With regard to the trend, I think there is more room for fortuitous agreement. If one could make the case that the model’s trend in surface energy flux were different than observed, I would take this as evidence against the model (agreeing that it is better to have a model with the right energy fluxes than the right SSTs). Assuming that the AMO is a big part of the story (ie internal variability in the transport of energy in the ocean from the southern to the northern hemisphere) this will change the surface fluxes that the atmosphere adjusts to (in addition to changing the SSTs).

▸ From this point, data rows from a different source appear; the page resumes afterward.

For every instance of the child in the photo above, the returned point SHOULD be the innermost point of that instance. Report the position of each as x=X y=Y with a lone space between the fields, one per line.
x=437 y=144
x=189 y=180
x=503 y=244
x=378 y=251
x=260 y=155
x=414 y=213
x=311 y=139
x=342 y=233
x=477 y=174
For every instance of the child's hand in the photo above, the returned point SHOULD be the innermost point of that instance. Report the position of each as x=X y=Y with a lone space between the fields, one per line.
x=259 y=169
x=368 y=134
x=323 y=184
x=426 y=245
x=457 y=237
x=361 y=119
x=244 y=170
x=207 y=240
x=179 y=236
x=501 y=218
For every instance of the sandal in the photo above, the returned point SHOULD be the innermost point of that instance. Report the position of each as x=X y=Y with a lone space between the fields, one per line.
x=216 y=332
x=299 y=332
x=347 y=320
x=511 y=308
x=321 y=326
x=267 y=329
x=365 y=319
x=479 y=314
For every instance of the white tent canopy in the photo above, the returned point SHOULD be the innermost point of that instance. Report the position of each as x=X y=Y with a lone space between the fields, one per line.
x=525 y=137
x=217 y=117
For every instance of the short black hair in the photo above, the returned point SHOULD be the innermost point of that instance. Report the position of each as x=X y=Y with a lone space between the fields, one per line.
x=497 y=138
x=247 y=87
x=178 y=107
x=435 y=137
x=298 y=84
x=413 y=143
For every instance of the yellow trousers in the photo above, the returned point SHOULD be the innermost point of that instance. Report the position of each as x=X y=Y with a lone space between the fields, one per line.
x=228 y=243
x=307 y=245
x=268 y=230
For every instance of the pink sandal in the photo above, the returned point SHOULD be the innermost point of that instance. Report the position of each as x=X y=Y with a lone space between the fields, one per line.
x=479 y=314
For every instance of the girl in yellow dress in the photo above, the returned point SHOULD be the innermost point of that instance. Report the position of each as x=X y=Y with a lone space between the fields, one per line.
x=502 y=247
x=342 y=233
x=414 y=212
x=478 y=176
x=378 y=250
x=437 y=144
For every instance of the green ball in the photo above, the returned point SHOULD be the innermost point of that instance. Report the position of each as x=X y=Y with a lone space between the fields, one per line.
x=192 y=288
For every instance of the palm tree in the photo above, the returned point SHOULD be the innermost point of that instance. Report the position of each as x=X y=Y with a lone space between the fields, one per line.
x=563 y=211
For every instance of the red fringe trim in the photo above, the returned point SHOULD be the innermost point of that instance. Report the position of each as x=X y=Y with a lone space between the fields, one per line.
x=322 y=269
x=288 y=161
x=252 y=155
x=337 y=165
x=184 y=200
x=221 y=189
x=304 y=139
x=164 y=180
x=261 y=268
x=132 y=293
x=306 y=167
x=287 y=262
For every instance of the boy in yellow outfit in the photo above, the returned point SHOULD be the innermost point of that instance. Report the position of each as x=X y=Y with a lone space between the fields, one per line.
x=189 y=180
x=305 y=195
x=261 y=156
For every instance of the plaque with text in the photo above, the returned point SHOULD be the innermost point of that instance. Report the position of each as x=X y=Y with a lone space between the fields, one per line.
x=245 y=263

So I have no difficulty in seeing how, from an energy flux perspective, internal multi-decadal AMO-like variability can create a trend in hurricane frequency for several decades.
Whether near tropopause cooling can modify genesis, or only intensity, is unclear to me. But the question of the reliability of these temperature trends takes precedence over any other considerations.
The final plot does not show disagreement between the model-generated and observed trends over recent decades. As discussed in Zhao et al 2009, and as can be seen in post #2, the agreement is actually pretty good.
A naive question. Assume that the relation between SST and hurricane number is correct and extend the data back to 1800 or as far back as you can. Does the number of observed hurricanes fall below the fit line, in accord with ideas about hurricanes often being missed in earlier years.
Here is an attempt at correcting for missed hurricanes that I am familiar with, leaving little or no trend, but this is not without controversy. If all you are trying to do is distinguish between theories tied to local Atlantic temperatures, which have warmed, or theories based on something like the relative warming of the Atlantic and the rest of the tropical oceans, which presumably have changed a lot less, then the latter would clearly be favored by this adjusted data set. But to test this idea more quantitatively over these longer time scales, you would need a lot of confidence in the SST and in the hurricane data. Qualitatively, at least, the mid-century hurricane peak is plausibly explained by relative Atlantic SSTs.